The “I’m Feeling Stressed” Meow
Yes, it’s true: cats get stressed. It may not be obvious since she lives on kitty treats and 16-hour sleep days, but cats are sensitive creatures, and there are many different possible roots of such stress.
Some of these include moving house, changes to the house (such as dramatically moved around furniture or decoration), loss of a person to whom the cat was attached, and a human’s illness. Once you have figured out what the root of your cat’s stress is, you can go about trying to help you cat in adjusting to the changed circumstances.
It is also very important to ensure that your cat has lots of affection, attention, and quiet time. These things will help to calm your cat, and sooth her feelings.

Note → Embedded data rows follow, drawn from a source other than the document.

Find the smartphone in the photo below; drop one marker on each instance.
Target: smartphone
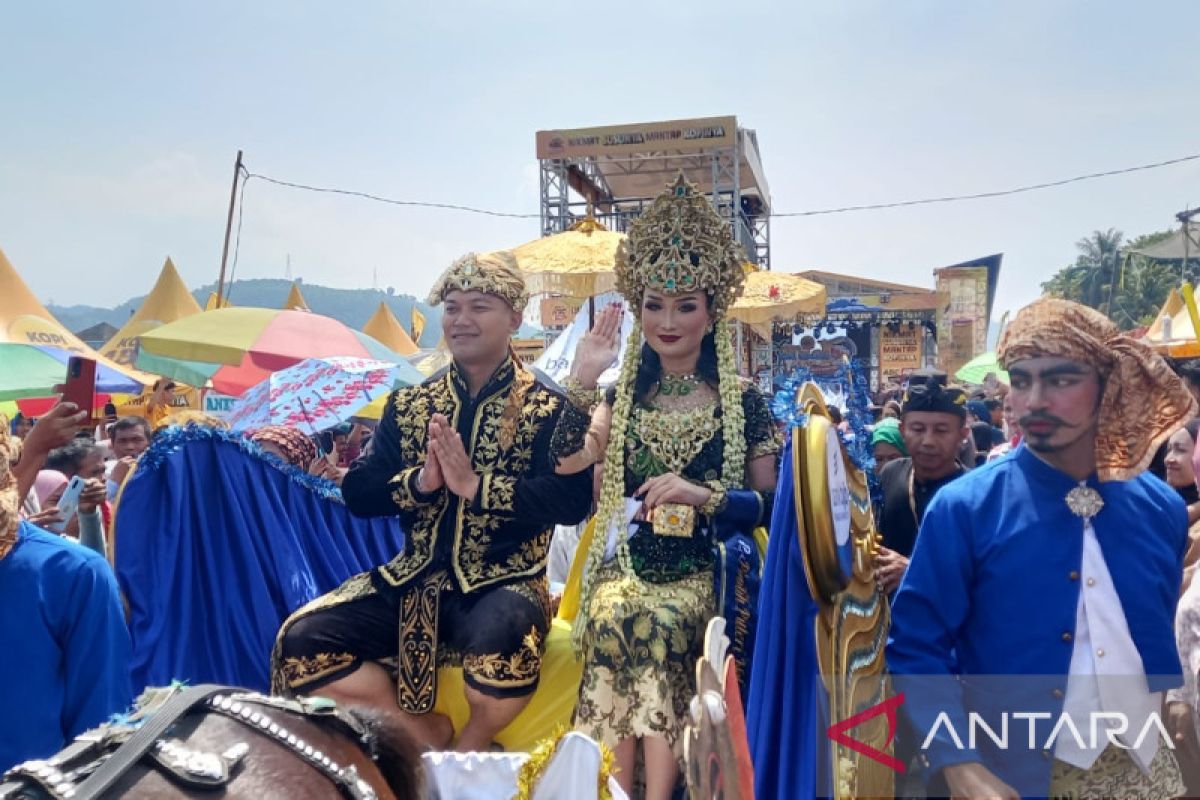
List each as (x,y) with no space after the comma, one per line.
(69,504)
(81,385)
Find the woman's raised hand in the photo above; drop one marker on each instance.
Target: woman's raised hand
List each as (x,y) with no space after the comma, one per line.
(599,347)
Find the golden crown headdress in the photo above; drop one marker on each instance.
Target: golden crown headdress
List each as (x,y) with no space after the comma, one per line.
(677,246)
(489,272)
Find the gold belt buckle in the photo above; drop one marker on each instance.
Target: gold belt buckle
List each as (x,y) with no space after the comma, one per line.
(675,519)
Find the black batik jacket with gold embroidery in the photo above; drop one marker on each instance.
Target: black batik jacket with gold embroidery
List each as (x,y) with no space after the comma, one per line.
(503,534)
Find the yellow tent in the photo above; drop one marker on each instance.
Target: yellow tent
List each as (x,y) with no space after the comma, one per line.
(25,320)
(768,296)
(169,300)
(295,300)
(576,263)
(387,329)
(1171,332)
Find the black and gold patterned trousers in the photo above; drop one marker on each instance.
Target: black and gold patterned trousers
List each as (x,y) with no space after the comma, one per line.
(496,635)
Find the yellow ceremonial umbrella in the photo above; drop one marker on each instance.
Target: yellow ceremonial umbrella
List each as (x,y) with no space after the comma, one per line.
(576,263)
(387,329)
(767,296)
(1173,332)
(295,300)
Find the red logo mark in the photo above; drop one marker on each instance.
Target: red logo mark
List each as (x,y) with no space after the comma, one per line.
(838,732)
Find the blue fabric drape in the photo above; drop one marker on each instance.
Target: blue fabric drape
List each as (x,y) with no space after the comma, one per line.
(785,710)
(216,543)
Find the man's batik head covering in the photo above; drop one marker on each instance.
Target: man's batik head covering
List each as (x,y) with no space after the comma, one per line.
(888,432)
(928,391)
(1143,401)
(495,274)
(10,503)
(298,449)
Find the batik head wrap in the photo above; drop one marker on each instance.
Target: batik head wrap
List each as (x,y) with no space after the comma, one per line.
(10,503)
(888,432)
(495,274)
(928,392)
(298,449)
(1143,401)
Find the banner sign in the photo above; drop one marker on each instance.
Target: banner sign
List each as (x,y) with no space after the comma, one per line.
(677,136)
(899,352)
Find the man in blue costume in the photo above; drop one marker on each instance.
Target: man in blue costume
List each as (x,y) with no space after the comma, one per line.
(66,650)
(1043,587)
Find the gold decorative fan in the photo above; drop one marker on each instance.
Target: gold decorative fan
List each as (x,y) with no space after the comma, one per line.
(839,542)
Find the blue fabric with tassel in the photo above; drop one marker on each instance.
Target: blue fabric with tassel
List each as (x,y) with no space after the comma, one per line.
(216,542)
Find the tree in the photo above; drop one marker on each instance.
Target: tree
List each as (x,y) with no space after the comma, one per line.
(1129,289)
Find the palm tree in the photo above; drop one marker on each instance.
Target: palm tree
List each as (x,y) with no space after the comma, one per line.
(1092,278)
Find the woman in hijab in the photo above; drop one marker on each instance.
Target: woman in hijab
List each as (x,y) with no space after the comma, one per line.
(887,443)
(288,444)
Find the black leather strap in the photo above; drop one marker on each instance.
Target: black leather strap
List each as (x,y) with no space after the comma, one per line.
(145,737)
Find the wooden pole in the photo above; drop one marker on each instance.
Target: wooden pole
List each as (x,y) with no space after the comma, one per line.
(225,251)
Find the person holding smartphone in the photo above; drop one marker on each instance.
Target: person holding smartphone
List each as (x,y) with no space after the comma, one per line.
(66,665)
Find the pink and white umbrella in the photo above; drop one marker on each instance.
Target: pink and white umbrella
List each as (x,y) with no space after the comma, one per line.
(317,394)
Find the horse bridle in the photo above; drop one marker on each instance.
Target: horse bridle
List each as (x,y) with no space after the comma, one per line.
(99,774)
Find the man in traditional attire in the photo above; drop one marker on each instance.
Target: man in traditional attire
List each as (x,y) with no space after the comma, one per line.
(465,461)
(933,423)
(66,649)
(1056,572)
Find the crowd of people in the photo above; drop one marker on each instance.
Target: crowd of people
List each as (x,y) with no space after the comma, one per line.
(1047,528)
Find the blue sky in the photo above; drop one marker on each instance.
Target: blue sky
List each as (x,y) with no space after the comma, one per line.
(121,121)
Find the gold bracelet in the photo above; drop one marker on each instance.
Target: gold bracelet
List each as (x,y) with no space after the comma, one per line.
(580,397)
(715,503)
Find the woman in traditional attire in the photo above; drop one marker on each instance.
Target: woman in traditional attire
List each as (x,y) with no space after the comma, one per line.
(699,450)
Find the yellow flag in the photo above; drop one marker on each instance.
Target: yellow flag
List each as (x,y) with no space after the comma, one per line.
(418,325)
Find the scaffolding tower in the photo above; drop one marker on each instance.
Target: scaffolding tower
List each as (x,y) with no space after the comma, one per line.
(612,173)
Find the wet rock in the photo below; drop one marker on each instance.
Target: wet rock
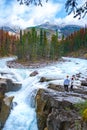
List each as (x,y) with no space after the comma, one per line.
(34,73)
(84,83)
(57,87)
(5,108)
(7,85)
(56,111)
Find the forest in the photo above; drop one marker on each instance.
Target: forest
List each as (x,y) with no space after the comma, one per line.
(33,46)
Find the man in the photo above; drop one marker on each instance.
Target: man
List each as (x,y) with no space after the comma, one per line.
(66,83)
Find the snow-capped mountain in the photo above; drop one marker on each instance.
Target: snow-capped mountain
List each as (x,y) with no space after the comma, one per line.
(10,29)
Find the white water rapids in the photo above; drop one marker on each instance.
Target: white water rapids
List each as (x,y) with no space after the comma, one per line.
(23,115)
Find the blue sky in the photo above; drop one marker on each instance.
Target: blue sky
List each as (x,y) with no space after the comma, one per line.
(11,13)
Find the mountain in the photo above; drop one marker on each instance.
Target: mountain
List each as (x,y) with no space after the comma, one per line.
(10,29)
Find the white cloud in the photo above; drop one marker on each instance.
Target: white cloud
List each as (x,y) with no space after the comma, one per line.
(28,16)
(24,16)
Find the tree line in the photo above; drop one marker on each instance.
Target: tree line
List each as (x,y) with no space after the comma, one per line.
(34,45)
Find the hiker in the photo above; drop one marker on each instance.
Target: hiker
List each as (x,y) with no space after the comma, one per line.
(72,83)
(66,83)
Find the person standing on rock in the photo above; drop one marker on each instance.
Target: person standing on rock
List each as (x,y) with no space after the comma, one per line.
(72,83)
(66,83)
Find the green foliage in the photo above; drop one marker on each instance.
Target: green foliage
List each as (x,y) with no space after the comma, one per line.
(82,109)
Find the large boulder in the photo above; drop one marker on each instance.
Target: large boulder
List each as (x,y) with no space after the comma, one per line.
(7,85)
(56,110)
(5,107)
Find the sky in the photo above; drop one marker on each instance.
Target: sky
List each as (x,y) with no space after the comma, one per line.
(14,14)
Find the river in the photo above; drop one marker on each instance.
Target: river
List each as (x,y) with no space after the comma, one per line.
(23,115)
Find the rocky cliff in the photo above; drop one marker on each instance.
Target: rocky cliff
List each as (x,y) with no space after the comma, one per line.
(6,85)
(56,110)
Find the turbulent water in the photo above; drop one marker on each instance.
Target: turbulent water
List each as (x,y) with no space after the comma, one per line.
(23,116)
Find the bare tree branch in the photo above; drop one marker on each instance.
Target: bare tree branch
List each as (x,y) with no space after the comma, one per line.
(70,6)
(29,2)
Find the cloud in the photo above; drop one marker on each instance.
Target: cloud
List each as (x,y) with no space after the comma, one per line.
(28,16)
(11,13)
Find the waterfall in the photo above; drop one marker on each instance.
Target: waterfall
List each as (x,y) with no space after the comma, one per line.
(23,115)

How to recognize the “I’m stressed” meow: A longer, more plaintive-than-usual meow can mean your cat is stressed, worried or anxious. Also look for other signs of cat stress like excessive licking or grooming as well as other abnormal behavior accompanying the meows.
The “I’m Lonely!” Meow
Contrary to the usual stereotypes, cats need lots of interaction and can feel very lonely when you are away. Make sure to enrich your cat’s life in fun, positive ways, and to give her lots of ways to keep herself occupied during the day. You can put out puzzle feeders for her to work out, and always leave toys out. Cat entertainment videos and getting a second cat can also help sooth kitty loneliness.
How to recognize the “I’m lonely” meow: Much like the attention getting meows, younger cats’ meows can sound sad and plaintive, little heart-breaking mews that are impossible to ignore. For older cats, look more for the frequency of meows – rapid fire, insistent meows most likely mean hey, look at me and play with me and pet me and love me.
The “I’m Old and a Bit Confused” Meow
Remember that cats suffer many of the same effects of aging that humans experience. Elderly cats can suffer from cognitive dysfunction and confusion. Make sure to stay sensitive to your cat’s needs. If you find that a lot of the meowing happens at night, consider using a nightlight to help your cat feel reassured and in greater control of her surroundings.
How to recognize the “old and confused” meow: If your cat is getting on in years and meows randomly at things and situations she never used to give a meow over, the chances are it’s likely she’s just a bit confused. But it can be due to another, more serious cause as well…
The “I’m Not Feeling Well” Meow
If your cat is meowing more than she usually does, or if her meows seem more urgent or are different in character in some way, make sure to have her checked out by the vet. Cats don’t necessarily cry out if they’re in pain – they can just as well become silent or resort to more insistent, more frequent meows.
Some possible medical causes of excessive meowing can include:
- Urination problems
- Urinary tract infections
- Kidney disease
- Overactive thyroid
Those are just a few of the possible medical causes that could be behind your cat’s massive amount of meowing. Your vet will be able to examine and test your cat and find out for certain what is ailing your kitty.
You should be especially vigilant when it comes to elderly cats since excessive meowing can be a result of an overactive thyroid or kidney disease. Make sure to clear any strange meowing patterns with you vet just to be sure.